# Can you mount an 8 Ft V-box in a 6 Ft bed?



## LLM Ann Arbor (Sep 18, 2006)

Using the tailgate as an extension?


----------



## Mick (May 19, 2001)

I wouldn't use the tailgate, though, there's no structural support. The guy who works on my vehicles puts an 8' in a 6' bed. I don't think he uses anything to support the back two feet, just straps it from the corners.


----------



## LLM Ann Arbor (Sep 18, 2006)

Good news. I would even consider buying a junk used tailgate as well from a junkyard. It has to provide "some" stability wouldnt you think Mick?

Id certainly have it strapped in and bolted down.


----------



## Bruce'sEx (Sep 16, 2006)

I've seen it down, just driving by someone that had done it.

Would I do it, no, would I suggest doing it no. A V-box pulls the salt to the back end, you may start out with 1 or two tons evenly spread over the whole 8 feet, but run it for a little and most that weight is now at the back end. and in the case of 8 foot in a 6 foot box, that weight is on the tailgate, that is held on by two cables. Seems dangerous to me.


----------



## Mick (May 19, 2001)

LLM Ann Arbor;331192 said:


> Good news. I would even consider buying a junk used tailgate as well from a junkyard. It has to provide "some" stability wouldnt you think Mick?
> 
> Id certainly have it strapped in and bolted down.

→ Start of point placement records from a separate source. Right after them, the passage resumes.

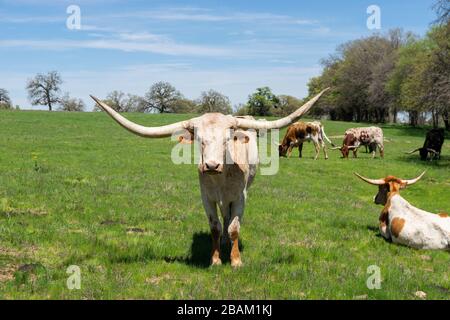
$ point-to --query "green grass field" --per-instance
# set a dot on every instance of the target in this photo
(76, 189)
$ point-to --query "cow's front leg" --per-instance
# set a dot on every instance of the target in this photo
(324, 147)
(216, 229)
(381, 147)
(226, 214)
(317, 148)
(237, 209)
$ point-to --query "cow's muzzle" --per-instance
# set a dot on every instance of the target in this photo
(212, 168)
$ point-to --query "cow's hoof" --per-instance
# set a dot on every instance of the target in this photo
(237, 263)
(216, 262)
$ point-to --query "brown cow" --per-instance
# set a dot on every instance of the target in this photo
(300, 132)
(356, 137)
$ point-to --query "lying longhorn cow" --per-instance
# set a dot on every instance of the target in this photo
(357, 137)
(432, 146)
(402, 223)
(300, 132)
(222, 184)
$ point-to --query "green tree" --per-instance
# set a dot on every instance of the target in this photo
(261, 102)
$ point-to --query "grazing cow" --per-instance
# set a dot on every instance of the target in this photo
(227, 164)
(432, 146)
(356, 137)
(405, 224)
(300, 132)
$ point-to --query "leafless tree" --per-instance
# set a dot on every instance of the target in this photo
(213, 101)
(71, 104)
(5, 101)
(161, 97)
(44, 89)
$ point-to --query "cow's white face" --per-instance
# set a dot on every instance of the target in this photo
(214, 134)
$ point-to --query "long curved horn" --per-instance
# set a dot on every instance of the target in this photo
(411, 152)
(281, 123)
(376, 182)
(148, 132)
(412, 181)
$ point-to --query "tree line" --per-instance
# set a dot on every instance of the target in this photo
(162, 97)
(375, 78)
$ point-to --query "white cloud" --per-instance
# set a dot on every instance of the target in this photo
(237, 83)
(166, 48)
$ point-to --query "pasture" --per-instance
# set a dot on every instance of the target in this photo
(76, 189)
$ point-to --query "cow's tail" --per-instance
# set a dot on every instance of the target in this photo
(322, 131)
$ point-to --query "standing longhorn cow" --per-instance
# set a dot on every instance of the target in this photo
(223, 183)
(300, 132)
(432, 146)
(405, 224)
(356, 137)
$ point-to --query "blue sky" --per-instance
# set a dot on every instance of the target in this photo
(230, 46)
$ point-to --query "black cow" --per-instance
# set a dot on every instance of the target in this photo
(433, 145)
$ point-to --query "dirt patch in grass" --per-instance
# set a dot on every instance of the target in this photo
(155, 280)
(7, 272)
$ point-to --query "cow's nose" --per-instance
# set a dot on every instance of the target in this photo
(212, 166)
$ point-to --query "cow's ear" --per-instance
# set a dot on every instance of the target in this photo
(187, 137)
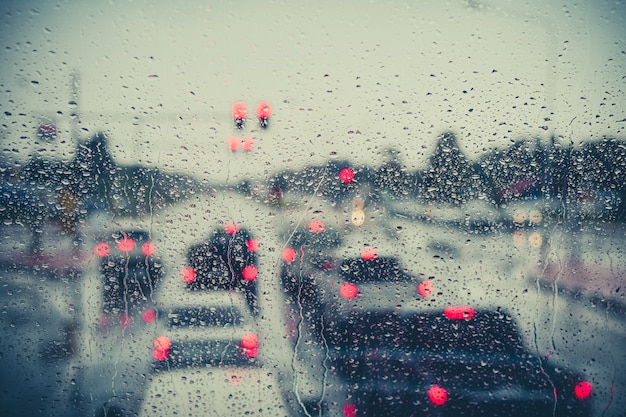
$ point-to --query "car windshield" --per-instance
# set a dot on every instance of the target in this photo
(241, 208)
(485, 333)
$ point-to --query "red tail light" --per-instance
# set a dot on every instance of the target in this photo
(250, 345)
(348, 290)
(149, 316)
(459, 312)
(161, 351)
(188, 274)
(126, 244)
(437, 395)
(102, 249)
(582, 390)
(425, 288)
(148, 249)
(249, 273)
(349, 410)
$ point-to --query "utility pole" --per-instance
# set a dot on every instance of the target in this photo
(74, 105)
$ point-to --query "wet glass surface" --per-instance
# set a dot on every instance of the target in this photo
(338, 209)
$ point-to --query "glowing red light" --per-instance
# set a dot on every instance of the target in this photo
(349, 410)
(346, 175)
(437, 395)
(47, 131)
(188, 274)
(582, 390)
(102, 249)
(263, 110)
(240, 111)
(247, 143)
(289, 255)
(459, 312)
(369, 254)
(126, 244)
(162, 346)
(253, 245)
(233, 143)
(148, 249)
(249, 273)
(316, 226)
(126, 321)
(149, 316)
(425, 288)
(250, 345)
(348, 290)
(231, 228)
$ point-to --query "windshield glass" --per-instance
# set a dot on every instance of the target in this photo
(218, 208)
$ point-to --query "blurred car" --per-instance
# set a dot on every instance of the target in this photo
(208, 359)
(392, 323)
(117, 310)
(459, 361)
(36, 344)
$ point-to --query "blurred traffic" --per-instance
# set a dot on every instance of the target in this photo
(289, 260)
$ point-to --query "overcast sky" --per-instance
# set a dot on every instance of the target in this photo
(346, 79)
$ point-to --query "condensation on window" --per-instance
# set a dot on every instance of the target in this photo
(328, 209)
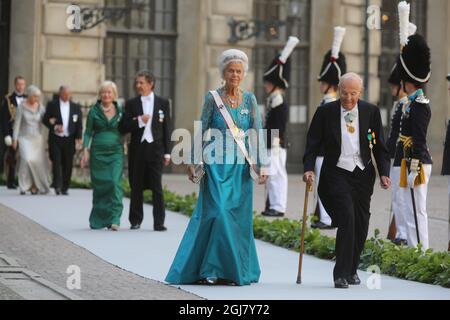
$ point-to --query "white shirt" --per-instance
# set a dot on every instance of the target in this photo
(64, 108)
(19, 100)
(350, 157)
(148, 105)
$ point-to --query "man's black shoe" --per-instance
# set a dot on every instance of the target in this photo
(354, 280)
(341, 283)
(400, 242)
(321, 225)
(272, 213)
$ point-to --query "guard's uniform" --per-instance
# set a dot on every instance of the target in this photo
(397, 112)
(276, 119)
(412, 153)
(333, 67)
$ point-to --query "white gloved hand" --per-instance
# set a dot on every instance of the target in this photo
(411, 178)
(8, 141)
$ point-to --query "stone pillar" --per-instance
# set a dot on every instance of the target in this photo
(325, 15)
(26, 19)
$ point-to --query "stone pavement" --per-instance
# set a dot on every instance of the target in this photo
(148, 254)
(437, 204)
(50, 255)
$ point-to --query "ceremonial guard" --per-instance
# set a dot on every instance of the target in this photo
(412, 153)
(276, 81)
(333, 67)
(7, 116)
(397, 229)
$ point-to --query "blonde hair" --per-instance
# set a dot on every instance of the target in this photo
(33, 91)
(108, 85)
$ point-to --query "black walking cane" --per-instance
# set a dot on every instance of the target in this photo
(308, 189)
(414, 210)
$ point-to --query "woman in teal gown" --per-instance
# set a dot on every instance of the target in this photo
(103, 149)
(218, 245)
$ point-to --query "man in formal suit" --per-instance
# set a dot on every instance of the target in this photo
(147, 118)
(64, 120)
(352, 133)
(7, 117)
(276, 81)
(333, 67)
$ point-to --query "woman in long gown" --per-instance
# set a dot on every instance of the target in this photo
(28, 136)
(218, 245)
(105, 157)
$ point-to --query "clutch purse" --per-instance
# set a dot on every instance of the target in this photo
(199, 172)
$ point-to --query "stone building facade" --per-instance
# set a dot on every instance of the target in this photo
(181, 39)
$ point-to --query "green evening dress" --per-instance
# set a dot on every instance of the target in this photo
(106, 164)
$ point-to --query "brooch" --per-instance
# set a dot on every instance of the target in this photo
(244, 112)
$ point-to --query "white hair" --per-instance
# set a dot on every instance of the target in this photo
(33, 91)
(232, 55)
(351, 76)
(108, 85)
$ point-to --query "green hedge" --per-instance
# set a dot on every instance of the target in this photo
(398, 261)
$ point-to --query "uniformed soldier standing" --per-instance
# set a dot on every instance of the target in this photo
(399, 219)
(333, 67)
(276, 81)
(412, 153)
(397, 229)
(446, 167)
(7, 117)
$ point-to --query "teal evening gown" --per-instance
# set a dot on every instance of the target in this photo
(106, 163)
(219, 241)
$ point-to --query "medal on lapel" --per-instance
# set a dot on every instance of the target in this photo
(371, 138)
(349, 118)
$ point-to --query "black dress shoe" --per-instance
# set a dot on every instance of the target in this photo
(354, 280)
(272, 213)
(321, 225)
(341, 283)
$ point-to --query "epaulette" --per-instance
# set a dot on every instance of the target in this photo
(276, 100)
(422, 99)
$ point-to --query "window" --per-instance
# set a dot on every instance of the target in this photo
(295, 18)
(143, 39)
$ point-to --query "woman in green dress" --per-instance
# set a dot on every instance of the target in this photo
(103, 150)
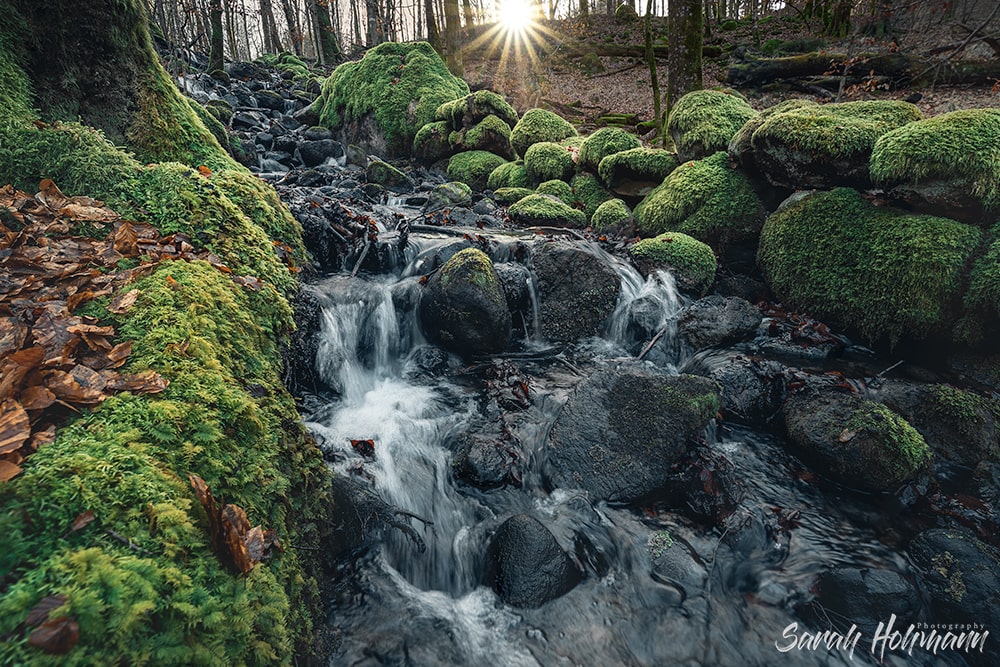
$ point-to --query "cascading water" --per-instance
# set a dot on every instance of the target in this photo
(726, 597)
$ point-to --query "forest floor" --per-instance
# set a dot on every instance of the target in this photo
(557, 79)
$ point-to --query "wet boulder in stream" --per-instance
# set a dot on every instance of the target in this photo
(621, 431)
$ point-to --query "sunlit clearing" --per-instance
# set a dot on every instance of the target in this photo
(516, 15)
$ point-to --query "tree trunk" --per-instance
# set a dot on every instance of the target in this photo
(684, 59)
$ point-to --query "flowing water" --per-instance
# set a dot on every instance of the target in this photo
(725, 593)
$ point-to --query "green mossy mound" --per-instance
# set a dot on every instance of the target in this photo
(612, 215)
(875, 269)
(473, 168)
(703, 122)
(691, 261)
(539, 125)
(546, 161)
(473, 108)
(706, 199)
(509, 175)
(961, 147)
(637, 164)
(818, 146)
(399, 86)
(606, 141)
(545, 210)
(556, 188)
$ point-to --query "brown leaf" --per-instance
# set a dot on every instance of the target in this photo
(40, 612)
(57, 636)
(15, 427)
(8, 470)
(82, 521)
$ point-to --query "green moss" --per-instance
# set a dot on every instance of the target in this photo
(692, 261)
(702, 122)
(473, 168)
(546, 161)
(400, 85)
(606, 141)
(507, 196)
(961, 145)
(539, 125)
(538, 209)
(876, 269)
(706, 199)
(556, 188)
(639, 164)
(612, 214)
(509, 175)
(588, 193)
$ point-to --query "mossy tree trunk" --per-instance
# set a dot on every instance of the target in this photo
(684, 49)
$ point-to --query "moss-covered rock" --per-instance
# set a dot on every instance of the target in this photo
(646, 165)
(474, 107)
(556, 188)
(822, 146)
(509, 175)
(875, 269)
(703, 122)
(539, 125)
(545, 161)
(604, 142)
(692, 262)
(382, 100)
(473, 168)
(545, 210)
(949, 164)
(612, 215)
(708, 200)
(855, 441)
(431, 142)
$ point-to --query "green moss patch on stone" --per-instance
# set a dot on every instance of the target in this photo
(875, 269)
(703, 122)
(707, 199)
(400, 85)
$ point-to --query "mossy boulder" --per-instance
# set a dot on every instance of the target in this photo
(692, 262)
(490, 134)
(380, 101)
(545, 210)
(539, 125)
(877, 270)
(637, 168)
(508, 175)
(823, 146)
(704, 121)
(708, 200)
(463, 307)
(431, 142)
(620, 432)
(612, 216)
(604, 142)
(556, 188)
(473, 168)
(545, 161)
(470, 110)
(855, 441)
(947, 165)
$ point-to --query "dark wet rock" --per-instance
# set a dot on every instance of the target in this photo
(867, 597)
(961, 574)
(717, 320)
(577, 291)
(621, 431)
(525, 564)
(314, 153)
(463, 307)
(858, 442)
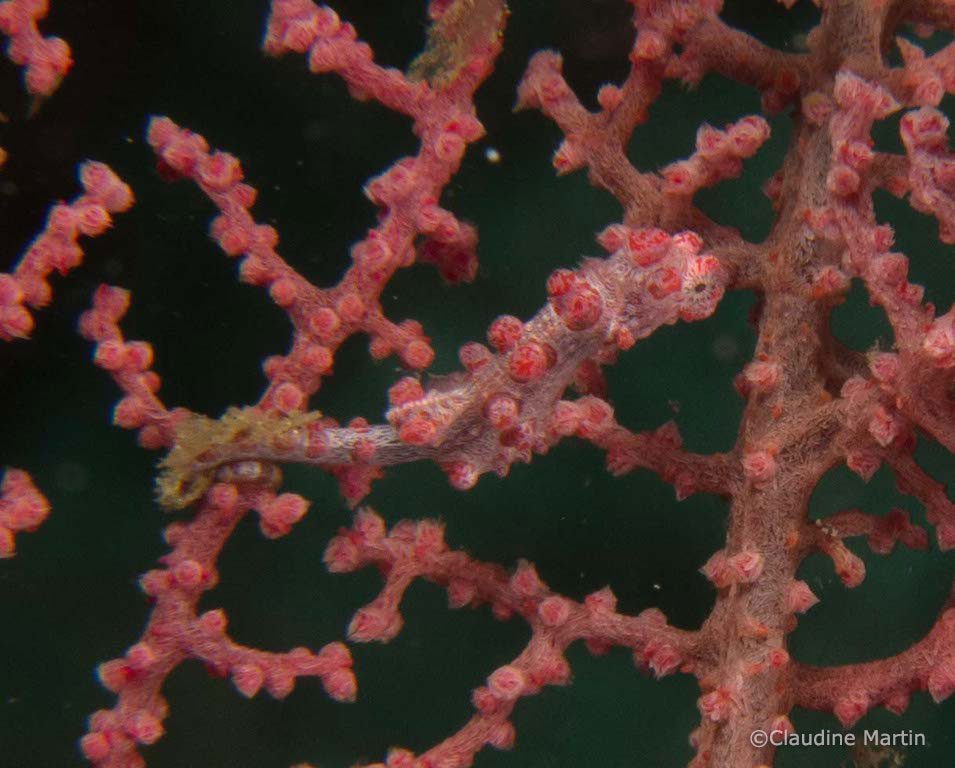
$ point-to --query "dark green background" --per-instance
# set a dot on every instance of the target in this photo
(69, 599)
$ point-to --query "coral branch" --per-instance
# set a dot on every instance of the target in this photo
(852, 690)
(417, 550)
(22, 508)
(56, 248)
(47, 59)
(175, 633)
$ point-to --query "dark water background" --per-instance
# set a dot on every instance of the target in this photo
(69, 600)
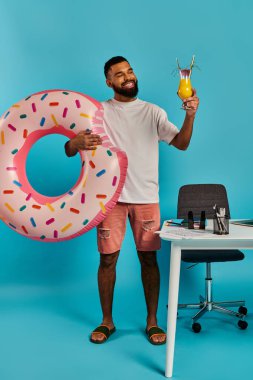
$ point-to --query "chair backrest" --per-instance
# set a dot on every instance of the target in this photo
(197, 198)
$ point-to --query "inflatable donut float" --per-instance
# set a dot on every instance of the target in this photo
(100, 182)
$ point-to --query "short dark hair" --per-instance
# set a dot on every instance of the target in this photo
(113, 61)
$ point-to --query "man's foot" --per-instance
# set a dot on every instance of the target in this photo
(102, 333)
(156, 335)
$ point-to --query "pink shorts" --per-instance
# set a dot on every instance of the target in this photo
(144, 220)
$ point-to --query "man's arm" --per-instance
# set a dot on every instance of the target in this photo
(182, 139)
(82, 141)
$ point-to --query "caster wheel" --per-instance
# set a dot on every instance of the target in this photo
(242, 324)
(243, 310)
(196, 327)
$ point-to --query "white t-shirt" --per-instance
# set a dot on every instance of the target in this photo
(136, 127)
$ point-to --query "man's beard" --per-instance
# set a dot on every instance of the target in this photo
(127, 92)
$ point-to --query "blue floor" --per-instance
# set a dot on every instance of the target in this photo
(44, 335)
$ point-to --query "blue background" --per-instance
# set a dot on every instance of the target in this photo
(48, 295)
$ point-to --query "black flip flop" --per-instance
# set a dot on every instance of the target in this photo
(152, 331)
(102, 329)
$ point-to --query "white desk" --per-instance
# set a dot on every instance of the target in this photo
(240, 237)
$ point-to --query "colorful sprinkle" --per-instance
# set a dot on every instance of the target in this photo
(50, 206)
(43, 96)
(24, 229)
(85, 115)
(17, 183)
(7, 205)
(42, 121)
(103, 196)
(54, 120)
(33, 222)
(37, 207)
(102, 206)
(2, 138)
(85, 179)
(114, 181)
(101, 173)
(65, 112)
(74, 210)
(50, 221)
(28, 197)
(65, 228)
(12, 127)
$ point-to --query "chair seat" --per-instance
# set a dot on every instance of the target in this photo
(211, 256)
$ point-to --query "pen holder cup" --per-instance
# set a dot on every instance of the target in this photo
(221, 225)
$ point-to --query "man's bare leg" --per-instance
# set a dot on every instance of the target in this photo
(106, 283)
(151, 284)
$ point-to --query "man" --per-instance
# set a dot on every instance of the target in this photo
(136, 127)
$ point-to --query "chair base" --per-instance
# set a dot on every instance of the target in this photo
(206, 306)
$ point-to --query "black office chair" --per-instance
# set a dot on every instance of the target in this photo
(197, 198)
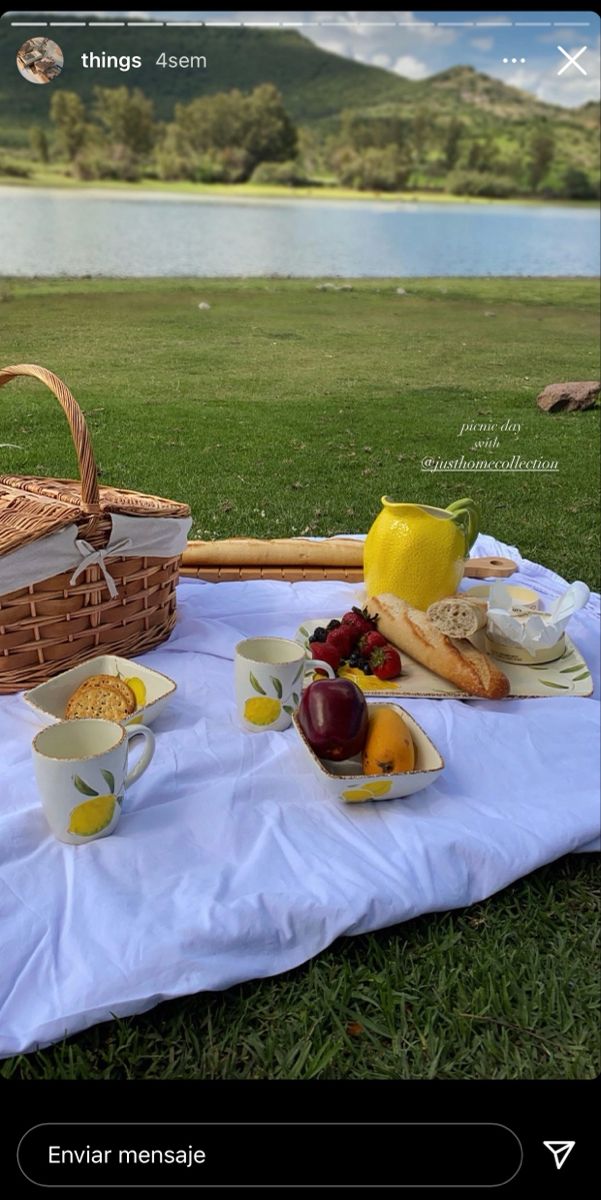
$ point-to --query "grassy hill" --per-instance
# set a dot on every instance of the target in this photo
(316, 85)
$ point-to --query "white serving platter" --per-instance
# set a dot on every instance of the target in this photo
(568, 676)
(49, 700)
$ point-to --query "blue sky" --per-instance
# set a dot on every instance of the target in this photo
(418, 45)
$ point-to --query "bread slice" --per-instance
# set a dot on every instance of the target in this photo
(412, 631)
(97, 697)
(457, 617)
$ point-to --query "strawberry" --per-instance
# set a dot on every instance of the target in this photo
(342, 639)
(385, 661)
(326, 653)
(359, 622)
(370, 641)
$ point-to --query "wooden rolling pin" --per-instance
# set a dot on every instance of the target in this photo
(296, 558)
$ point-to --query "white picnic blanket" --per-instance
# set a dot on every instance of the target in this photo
(229, 863)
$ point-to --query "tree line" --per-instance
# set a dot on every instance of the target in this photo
(233, 137)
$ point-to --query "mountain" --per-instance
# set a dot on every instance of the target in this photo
(314, 84)
(317, 87)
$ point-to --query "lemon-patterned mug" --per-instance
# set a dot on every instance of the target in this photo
(269, 676)
(80, 772)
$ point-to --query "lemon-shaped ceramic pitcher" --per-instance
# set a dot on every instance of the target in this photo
(416, 552)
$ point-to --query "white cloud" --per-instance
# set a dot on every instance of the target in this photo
(482, 43)
(382, 60)
(410, 67)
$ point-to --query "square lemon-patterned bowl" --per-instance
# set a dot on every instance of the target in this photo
(49, 700)
(346, 780)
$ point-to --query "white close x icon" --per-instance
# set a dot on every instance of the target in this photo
(571, 60)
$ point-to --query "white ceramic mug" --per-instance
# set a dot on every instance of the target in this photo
(269, 673)
(80, 772)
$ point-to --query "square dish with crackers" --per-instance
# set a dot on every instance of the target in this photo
(100, 688)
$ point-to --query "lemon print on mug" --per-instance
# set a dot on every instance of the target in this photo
(94, 815)
(262, 709)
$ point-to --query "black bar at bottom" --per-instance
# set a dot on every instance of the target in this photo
(275, 1155)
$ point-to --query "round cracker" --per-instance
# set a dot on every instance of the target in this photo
(101, 700)
(113, 682)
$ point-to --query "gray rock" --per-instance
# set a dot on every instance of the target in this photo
(569, 397)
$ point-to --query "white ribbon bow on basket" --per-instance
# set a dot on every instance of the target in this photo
(91, 557)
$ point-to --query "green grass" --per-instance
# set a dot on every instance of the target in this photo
(283, 409)
(58, 175)
(316, 403)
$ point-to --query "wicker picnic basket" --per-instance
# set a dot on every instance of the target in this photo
(49, 625)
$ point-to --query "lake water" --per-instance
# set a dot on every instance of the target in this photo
(53, 232)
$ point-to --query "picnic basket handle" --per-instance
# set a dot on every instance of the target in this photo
(88, 473)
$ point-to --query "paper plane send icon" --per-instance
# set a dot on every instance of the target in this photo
(560, 1150)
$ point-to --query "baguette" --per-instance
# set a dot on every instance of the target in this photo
(275, 552)
(412, 631)
(457, 617)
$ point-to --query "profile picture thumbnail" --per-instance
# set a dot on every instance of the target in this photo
(40, 60)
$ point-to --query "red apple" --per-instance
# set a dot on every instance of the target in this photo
(332, 715)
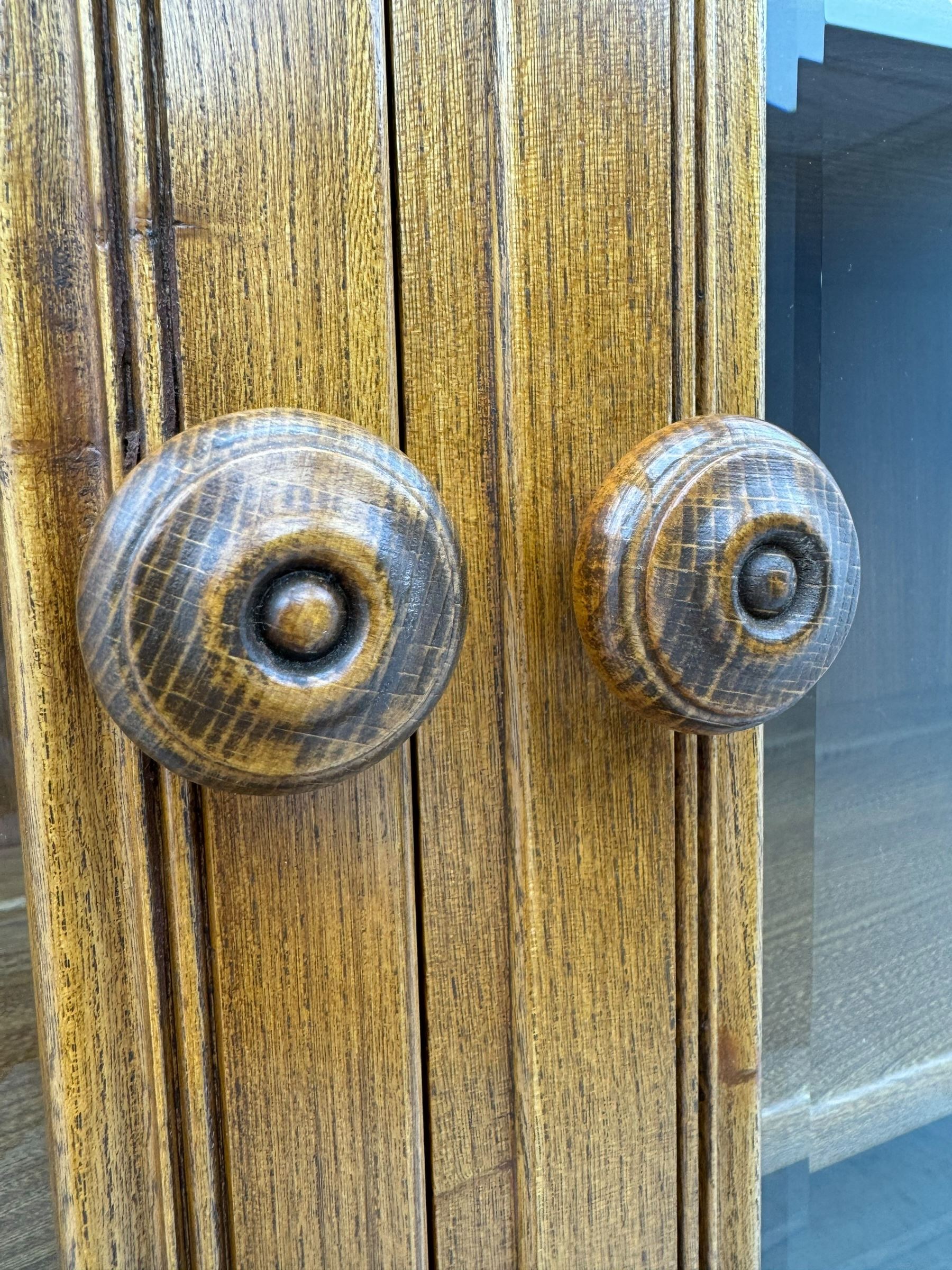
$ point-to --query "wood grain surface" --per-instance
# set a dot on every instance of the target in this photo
(89, 854)
(730, 253)
(716, 575)
(239, 258)
(177, 616)
(278, 177)
(535, 214)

Yeah, with a junk tailgate. It would provide some minimal support, I would think. But, if it was hooked to the sides like usual, I'd expect it to pull in the sides, too. Maybe run a couple pieces of flat iron between the box and bed? Bruce'sEx has a point, too, that most of the weight winds up at the rear, so you'd want to make sure it's strapped and bolted well. I don't see why you couldn't make it work, though.


----------



## LLM Ann Arbor (Sep 18, 2006)

Bruce'sEx;331196 said:


> I've seen it down, just driving by someone that had done it.
> 
> Would I do it, no, would I suggest doing it no. A V-box pulls the salt to the back end, you may start out with 1 or two tons evenly spread over the whole 8 feet, but run it for a little and most that weight is now at the back end. and in the case of 8 foot in a 6 foot box, that weight is on the tailgate, that is held on by two cables. Seems dangerous to me.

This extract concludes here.